Conflit d’honoraires entre Me Idriss’a Shabani et son ancien client : Vodacom éclaire le tribunal

justice6L’instruction de l’affaire inscrite sous  RP 10.384 relative à la citation directe de Me Idriss’a Shabani wa Shabid, avocat au Barreau de Bandundu contre son ancien client,  Ernest Ifeanyi Mwajiaku se poursuit  au tribunal de Paix de Pont de Kasa-Vubu, dans la chambre IV. 

            Comme exigé par la partie civile Me Shabani à l’audience du 12 mai dernier, les experts de Vodacom Congo  se sont présentés à l’audience publique d’hier,  lundi 19 mai 2014.

            Au cours de cette audience, les experts ont amené les relevés des différentes transactions (communications : appels, sms, etc) émises et reçues par ledit numéro. Cependant, les données fournies datent du mois  de décembre 2013. Néanmoins, le numéro  a été enregistré dans le serveur, il y a plus d’une année, a martelé Marcelin Bokungu, expert à Vodacom.

            Selon le rapport de la réquisition, l’auteur de ce numéro porte le nom d’Ernest, prénom : Ernest, résidant au quartier Katanga,  commune de Kasa-Vubu. Ce dernier serait de nationalité congolaise.
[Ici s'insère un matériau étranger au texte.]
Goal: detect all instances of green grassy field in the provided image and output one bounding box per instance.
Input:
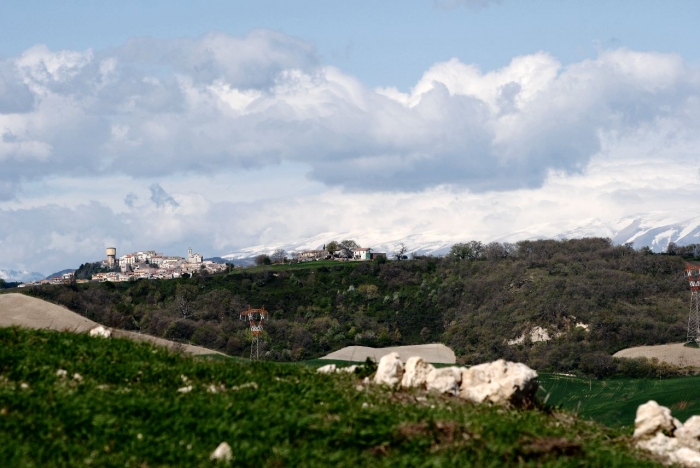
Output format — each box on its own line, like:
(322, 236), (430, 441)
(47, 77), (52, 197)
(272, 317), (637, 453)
(539, 374), (700, 431)
(0, 328), (655, 467)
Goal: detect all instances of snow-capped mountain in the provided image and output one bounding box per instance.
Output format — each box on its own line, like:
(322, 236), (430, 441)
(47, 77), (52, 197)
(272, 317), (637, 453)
(222, 212), (700, 263)
(0, 270), (44, 283)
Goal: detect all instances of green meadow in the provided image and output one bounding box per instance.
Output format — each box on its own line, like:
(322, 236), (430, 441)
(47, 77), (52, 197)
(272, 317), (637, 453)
(538, 374), (700, 431)
(0, 328), (656, 467)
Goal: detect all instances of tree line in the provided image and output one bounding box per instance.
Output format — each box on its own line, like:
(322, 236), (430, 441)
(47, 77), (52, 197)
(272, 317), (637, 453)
(19, 238), (689, 374)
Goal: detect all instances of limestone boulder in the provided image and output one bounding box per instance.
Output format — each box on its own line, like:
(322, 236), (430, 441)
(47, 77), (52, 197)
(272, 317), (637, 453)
(459, 359), (539, 407)
(316, 364), (336, 374)
(669, 447), (700, 468)
(637, 432), (680, 460)
(374, 353), (403, 387)
(401, 356), (435, 388)
(209, 442), (233, 462)
(673, 416), (700, 450)
(89, 325), (112, 338)
(633, 400), (681, 439)
(425, 367), (462, 395)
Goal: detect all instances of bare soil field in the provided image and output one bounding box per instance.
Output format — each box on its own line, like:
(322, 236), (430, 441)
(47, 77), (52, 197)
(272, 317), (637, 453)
(0, 293), (221, 355)
(613, 343), (700, 367)
(320, 343), (456, 364)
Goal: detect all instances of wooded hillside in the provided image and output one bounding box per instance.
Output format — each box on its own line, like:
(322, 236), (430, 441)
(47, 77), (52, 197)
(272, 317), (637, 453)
(19, 238), (689, 373)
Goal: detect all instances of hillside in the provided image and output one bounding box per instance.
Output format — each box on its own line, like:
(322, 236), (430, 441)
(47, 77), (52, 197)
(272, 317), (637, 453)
(0, 293), (219, 355)
(0, 328), (656, 467)
(12, 238), (689, 376)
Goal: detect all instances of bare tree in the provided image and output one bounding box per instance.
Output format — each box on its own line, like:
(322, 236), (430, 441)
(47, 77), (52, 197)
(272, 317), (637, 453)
(394, 242), (408, 260)
(338, 239), (360, 258)
(270, 249), (287, 263)
(255, 254), (270, 266)
(175, 284), (197, 318)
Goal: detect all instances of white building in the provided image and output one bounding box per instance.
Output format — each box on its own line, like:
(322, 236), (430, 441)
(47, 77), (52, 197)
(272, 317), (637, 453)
(187, 249), (204, 264)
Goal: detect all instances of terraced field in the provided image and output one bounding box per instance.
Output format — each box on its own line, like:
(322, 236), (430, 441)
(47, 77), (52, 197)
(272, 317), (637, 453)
(539, 374), (700, 427)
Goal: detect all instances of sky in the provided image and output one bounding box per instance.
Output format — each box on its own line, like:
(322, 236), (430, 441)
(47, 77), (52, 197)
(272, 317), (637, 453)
(0, 0), (700, 273)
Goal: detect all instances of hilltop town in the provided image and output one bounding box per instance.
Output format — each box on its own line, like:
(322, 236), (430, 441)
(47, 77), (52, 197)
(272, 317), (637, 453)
(19, 247), (229, 287)
(18, 241), (386, 287)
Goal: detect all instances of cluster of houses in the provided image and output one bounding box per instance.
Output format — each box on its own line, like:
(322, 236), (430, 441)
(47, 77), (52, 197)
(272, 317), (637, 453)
(19, 246), (386, 287)
(92, 248), (227, 282)
(297, 247), (386, 262)
(19, 247), (228, 287)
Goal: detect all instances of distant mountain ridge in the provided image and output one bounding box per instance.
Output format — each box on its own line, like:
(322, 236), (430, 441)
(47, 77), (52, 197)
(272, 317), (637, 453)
(221, 212), (700, 263)
(0, 270), (44, 283)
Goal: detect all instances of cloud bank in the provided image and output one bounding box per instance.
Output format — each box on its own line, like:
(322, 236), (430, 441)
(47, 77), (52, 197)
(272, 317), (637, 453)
(0, 30), (700, 270)
(0, 30), (700, 199)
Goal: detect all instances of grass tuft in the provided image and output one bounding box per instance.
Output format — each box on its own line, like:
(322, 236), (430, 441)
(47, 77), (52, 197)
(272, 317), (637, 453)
(0, 328), (655, 467)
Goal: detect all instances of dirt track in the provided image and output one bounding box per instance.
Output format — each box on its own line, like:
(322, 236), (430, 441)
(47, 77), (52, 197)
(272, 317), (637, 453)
(321, 343), (456, 364)
(613, 343), (700, 367)
(0, 293), (221, 354)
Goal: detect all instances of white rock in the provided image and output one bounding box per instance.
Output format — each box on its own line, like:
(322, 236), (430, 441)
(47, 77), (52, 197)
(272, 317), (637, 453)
(673, 416), (700, 450)
(209, 442), (233, 461)
(316, 364), (335, 374)
(633, 400), (680, 439)
(669, 447), (700, 467)
(401, 356), (435, 388)
(374, 353), (403, 387)
(460, 359), (539, 406)
(425, 367), (462, 395)
(90, 325), (112, 338)
(637, 432), (679, 460)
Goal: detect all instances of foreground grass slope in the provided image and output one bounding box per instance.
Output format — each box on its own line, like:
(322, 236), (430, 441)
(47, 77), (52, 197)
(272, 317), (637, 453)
(0, 328), (653, 466)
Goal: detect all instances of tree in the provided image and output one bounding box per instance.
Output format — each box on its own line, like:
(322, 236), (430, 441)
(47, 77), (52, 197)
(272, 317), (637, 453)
(394, 242), (408, 260)
(255, 254), (272, 266)
(270, 249), (287, 263)
(450, 241), (484, 260)
(175, 284), (197, 318)
(338, 239), (360, 258)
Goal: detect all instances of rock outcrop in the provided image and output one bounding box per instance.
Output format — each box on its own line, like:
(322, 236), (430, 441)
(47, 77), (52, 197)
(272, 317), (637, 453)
(316, 353), (538, 407)
(633, 400), (700, 467)
(401, 356), (435, 388)
(425, 367), (462, 396)
(316, 364), (336, 374)
(673, 416), (700, 451)
(89, 325), (112, 338)
(633, 400), (681, 439)
(374, 353), (403, 387)
(209, 442), (233, 462)
(460, 359), (539, 407)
Les experts ont d’ailleurs donné l’explication détaillée de chaque élément contenu dans ledit rapport.

            Prenant la parole, les avocats de Me Idriss’a ont déclaré que ce numéro appartient forcément au prévenu. Il a menti lors de son enregistrement. Raison pour laquelle, il s’était permis de mettre une autre adresse. Et d’ailleurs, le citant a brandi les copies de certains documents qu’il détenait lorsqu’il était son conseil.
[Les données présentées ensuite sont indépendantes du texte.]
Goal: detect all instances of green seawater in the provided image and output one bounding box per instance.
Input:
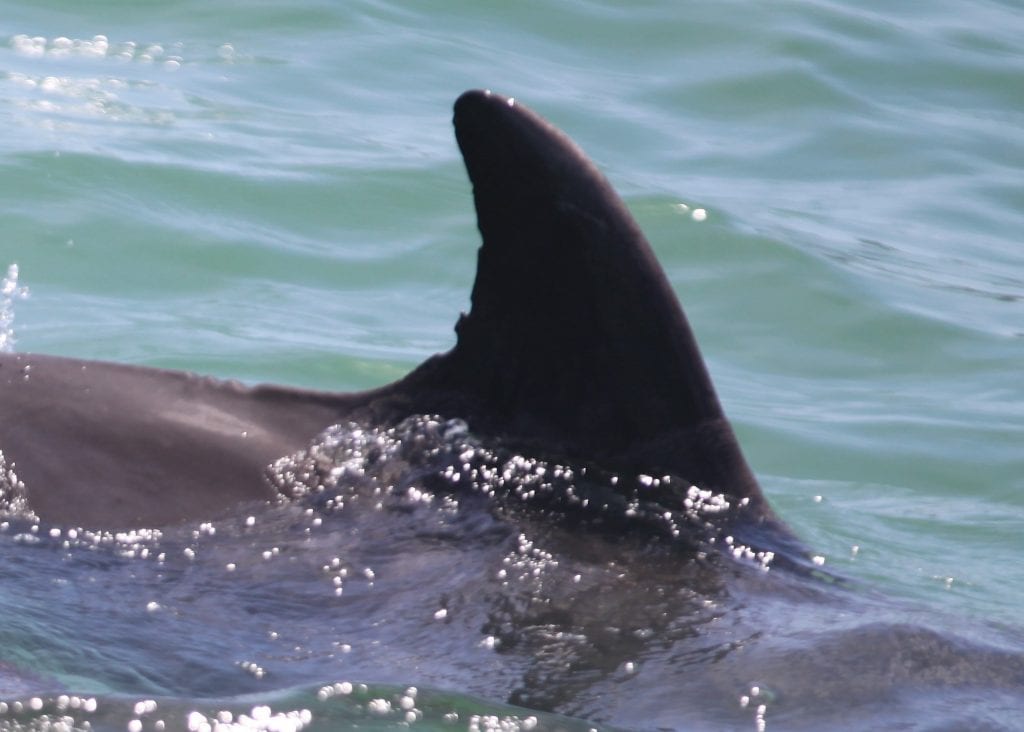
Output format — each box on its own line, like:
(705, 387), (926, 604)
(0, 0), (1024, 729)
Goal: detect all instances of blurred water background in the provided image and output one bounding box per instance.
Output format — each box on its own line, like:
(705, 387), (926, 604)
(0, 0), (1024, 729)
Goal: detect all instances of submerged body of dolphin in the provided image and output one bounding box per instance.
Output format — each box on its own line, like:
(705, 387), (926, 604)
(0, 91), (784, 533)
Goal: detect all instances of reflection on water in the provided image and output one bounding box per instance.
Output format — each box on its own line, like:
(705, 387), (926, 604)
(0, 418), (1024, 729)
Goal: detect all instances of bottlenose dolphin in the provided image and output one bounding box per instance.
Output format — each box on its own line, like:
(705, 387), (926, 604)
(0, 91), (785, 548)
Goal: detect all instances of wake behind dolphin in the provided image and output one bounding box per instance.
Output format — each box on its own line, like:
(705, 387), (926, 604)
(0, 91), (790, 561)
            Répliquant à toutes ces allégations à l’endroit de son client, le conseil du cité a souligné qu’on reconnait l’identité d’une personne par son nom et post-nom, et non par le prénom parce qu’il est commun. A cet effet, les éléments relatifs à l’identité ne correspondent pas au signalement de son client.

             Interrogé sur  toutes ces questions, le cité a souligné et rappelé au tribunal qu’il s’appelle Ernest Ifeanyi Mwajiaku, il est de  nationalité nigériane et n’a jamais habité à cette adresse depuis qu’il est à Kinshasa. Il a, en outre, déclaré au tribunal que les documents auxquels son adversaire fait allusion ne reprennent pas son adresse physique mais plutôt les différentes adresses des magasins dont il est le gérant.
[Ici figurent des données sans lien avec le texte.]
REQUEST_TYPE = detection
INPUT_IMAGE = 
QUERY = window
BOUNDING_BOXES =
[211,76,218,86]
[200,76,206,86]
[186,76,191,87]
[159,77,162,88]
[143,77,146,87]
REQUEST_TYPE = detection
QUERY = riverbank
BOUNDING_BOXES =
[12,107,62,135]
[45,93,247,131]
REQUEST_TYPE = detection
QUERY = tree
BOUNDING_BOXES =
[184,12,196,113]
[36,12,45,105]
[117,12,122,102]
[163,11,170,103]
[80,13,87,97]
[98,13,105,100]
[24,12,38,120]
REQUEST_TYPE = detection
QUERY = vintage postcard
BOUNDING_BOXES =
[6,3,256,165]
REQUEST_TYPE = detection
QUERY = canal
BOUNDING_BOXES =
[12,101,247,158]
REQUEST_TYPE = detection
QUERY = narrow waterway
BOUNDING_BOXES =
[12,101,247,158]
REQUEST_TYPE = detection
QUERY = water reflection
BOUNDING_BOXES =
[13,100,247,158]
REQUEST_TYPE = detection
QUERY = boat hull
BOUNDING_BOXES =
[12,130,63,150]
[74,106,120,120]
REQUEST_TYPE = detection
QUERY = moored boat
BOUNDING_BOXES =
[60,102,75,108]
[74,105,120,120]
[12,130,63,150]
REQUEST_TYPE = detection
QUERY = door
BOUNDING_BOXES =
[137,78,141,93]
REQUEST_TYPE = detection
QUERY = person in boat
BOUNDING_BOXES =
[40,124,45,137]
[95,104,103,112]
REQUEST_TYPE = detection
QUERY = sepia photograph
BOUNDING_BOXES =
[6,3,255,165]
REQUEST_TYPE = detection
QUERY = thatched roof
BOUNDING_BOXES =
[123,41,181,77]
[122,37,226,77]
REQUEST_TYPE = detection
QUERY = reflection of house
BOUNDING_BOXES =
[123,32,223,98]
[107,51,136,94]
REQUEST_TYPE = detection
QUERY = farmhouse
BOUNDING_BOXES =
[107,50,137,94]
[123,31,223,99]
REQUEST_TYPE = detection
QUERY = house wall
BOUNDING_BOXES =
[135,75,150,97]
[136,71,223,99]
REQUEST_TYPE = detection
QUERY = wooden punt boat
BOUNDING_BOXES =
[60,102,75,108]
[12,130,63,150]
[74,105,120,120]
            Or, selon le droit civil le nom est incessible et immuable,  c’est -à-dire,  on ne doit pas le céder ni le changer  sauf en cas d’un jugement supplétif. Tel n’est d’ailleurs pas le cas dans cette affaire.

            Quant au ministère public, il soutient que ce numéro lui appartient. Et, il a demandé au cité de prouver le contraire.

            A cet exercice, le cité a sorti les téléphones qu’il utilise depuis qu’il est en République Démocratique du Congo. Il a d’ailleurs montré aux membres de la composition,  un sms que Me Idriss’a lui a écrit en lui demandant quelque chose. Et, Ernest lui aurait envoyé 300$.

            A ces propos, Me Idriss’a a réagi en citant monsieur Otamba qui serait un envoyé d’Ifeanyi.

            Après cette longue phase de l’instruction avec plus de vingt audiences, le tribunal a ordonné aux parties de plaider. La défense d’Iféanyi étant prête, le conseil du citant (Shabani) a suggéré une remise à deux semaines parce qu’il y a eu changement d’un membre de la composition. Le tribunal a renvoyé l’affaire au 26 mai 2014.